No. of Loci | Method | Best model | Train BA | Test BA | CVC |
---|---|---|---|---|---|
1 | Multivariate GMDR with BPs | rs11866964 | 0.539 | 0.536 | 9 |
GMDR with HP_{1} | rs4811719 | 0.542 | 0.541 | 4 | |
2 | Multivariate GMDR with BPs | rs1338574, rs4811719 | 0.560 | 0.557 | 7 |
GMDR with HP_{1} | rs1338574, rs4811719 | 0.560 | 0.554 | 7 |
Conclusions
In this paper, we have developed multivariate analysis for discovering gene-gene interaction, namely multivariate GMDR. Our multivariate GMDR analysis was developed by utilizing a GEE approach to multivariate phenotypes.
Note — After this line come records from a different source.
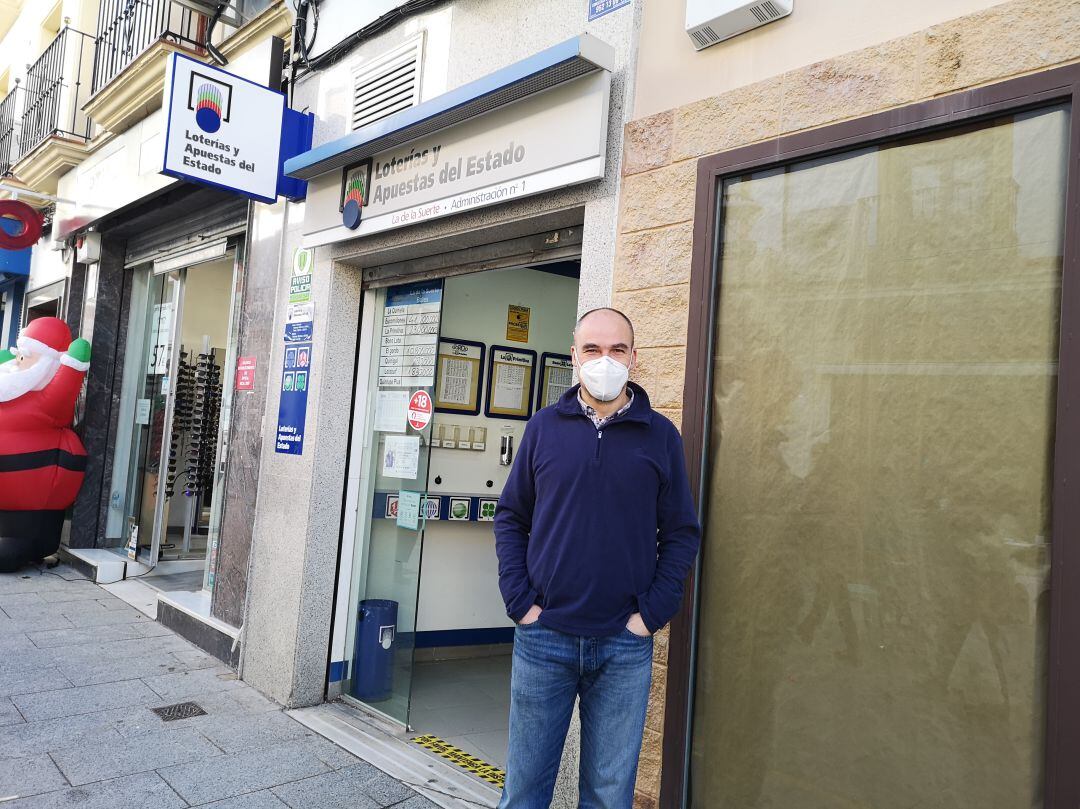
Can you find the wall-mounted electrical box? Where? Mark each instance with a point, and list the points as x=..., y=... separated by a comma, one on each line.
x=88, y=247
x=709, y=22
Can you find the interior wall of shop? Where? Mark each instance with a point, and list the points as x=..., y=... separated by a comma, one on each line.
x=207, y=294
x=459, y=574
x=959, y=45
x=298, y=514
x=297, y=528
x=255, y=329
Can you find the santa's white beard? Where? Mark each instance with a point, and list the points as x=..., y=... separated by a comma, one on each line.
x=14, y=382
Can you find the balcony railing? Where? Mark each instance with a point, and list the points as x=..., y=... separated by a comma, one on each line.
x=9, y=131
x=125, y=28
x=57, y=84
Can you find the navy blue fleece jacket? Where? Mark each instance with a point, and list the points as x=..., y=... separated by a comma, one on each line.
x=594, y=525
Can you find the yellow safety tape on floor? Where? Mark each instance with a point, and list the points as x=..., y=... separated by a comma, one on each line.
x=476, y=766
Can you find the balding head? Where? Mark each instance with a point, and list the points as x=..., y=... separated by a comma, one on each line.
x=611, y=318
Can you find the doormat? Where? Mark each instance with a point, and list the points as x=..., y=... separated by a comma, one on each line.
x=476, y=766
x=179, y=711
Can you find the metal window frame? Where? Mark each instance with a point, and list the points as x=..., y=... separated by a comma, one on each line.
x=932, y=118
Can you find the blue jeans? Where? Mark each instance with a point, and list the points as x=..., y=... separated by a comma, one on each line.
x=611, y=676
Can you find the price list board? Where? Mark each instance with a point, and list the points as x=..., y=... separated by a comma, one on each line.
x=409, y=344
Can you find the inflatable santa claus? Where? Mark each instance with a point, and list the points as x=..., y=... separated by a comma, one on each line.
x=41, y=459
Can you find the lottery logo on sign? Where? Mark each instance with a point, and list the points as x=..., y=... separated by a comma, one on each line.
x=419, y=410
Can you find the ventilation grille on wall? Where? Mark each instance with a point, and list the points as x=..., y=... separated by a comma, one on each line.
x=709, y=22
x=704, y=36
x=388, y=84
x=765, y=12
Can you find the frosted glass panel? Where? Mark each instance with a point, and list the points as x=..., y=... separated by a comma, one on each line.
x=874, y=604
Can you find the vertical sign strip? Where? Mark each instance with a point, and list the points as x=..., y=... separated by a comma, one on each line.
x=293, y=406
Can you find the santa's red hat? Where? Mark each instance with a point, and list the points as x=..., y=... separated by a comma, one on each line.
x=46, y=336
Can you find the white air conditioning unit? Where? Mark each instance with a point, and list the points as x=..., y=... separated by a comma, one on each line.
x=709, y=22
x=208, y=8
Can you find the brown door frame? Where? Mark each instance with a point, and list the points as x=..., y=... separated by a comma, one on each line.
x=1007, y=97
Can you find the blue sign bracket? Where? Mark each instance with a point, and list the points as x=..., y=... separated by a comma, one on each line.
x=297, y=130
Many studies emphasized the importance and the increase of power for multivariate analysis in GWAS [33–35]. Although MDR method has been developed in variety of manners [5–9], there have been no extensions to the multivariate analysis. We proposed multivariate GMDR analysis by utilizing the GEE model to calculate the prediction score to be a tool for reducing the multifactor dimensionality. The GEE approach is an extension of generalized linear models to the longitudinal data and handles both discrete and continuous phenotypes. Thus, our multivariate GMDR can be applicable to both discrete and continuous phenotypes.
Though real GWAS data analysis, we investigated the properties of multivariate GMDR. Firstly, the result of multivariate GMDR does not always coincide with that of GEE approach. That is, the best SNP set selected by multivariate GMDR does not always have the smallest p-value from GEE model. In our analysis, note that the SNP set selected by multivariate GMDR still tends to have quite a small p-value. Secondly, the test BAs of the multivariate GMDR is not always larger than those of univariate GMDR. As shown in Figures 3 to 5, the distribution of test BAs from the multivariate GMDR is different from those of univariate GMDR. The test BAs of multivariate GMDR are more densely distributed with a smaller standard deviation than those of univariate GMDR. Thus, a direct comparison of test BAs between multivariate GMDR and univariate GMDR may lead a misleading conclusion.
The proposed multivariate GMDR can be extended in many different ways. The modified version BAs which takes account for the distributional difference is expected to improve the performance of multivariate GMDR. The testing procedure using the modified BAs under the null distribution would enable us to demonstrate the increase of power of multivariate GMDR. A prediction score is defined as the sum of elements of the score vector from GEE model. We are currently working on several different weighting schemes for accounting various relationships between phenotypes. The weighted prediction score is also expected to improve the performance of multivariate GMDR. In the future studies, all these extensions will be evaluated through extensive simulation studies.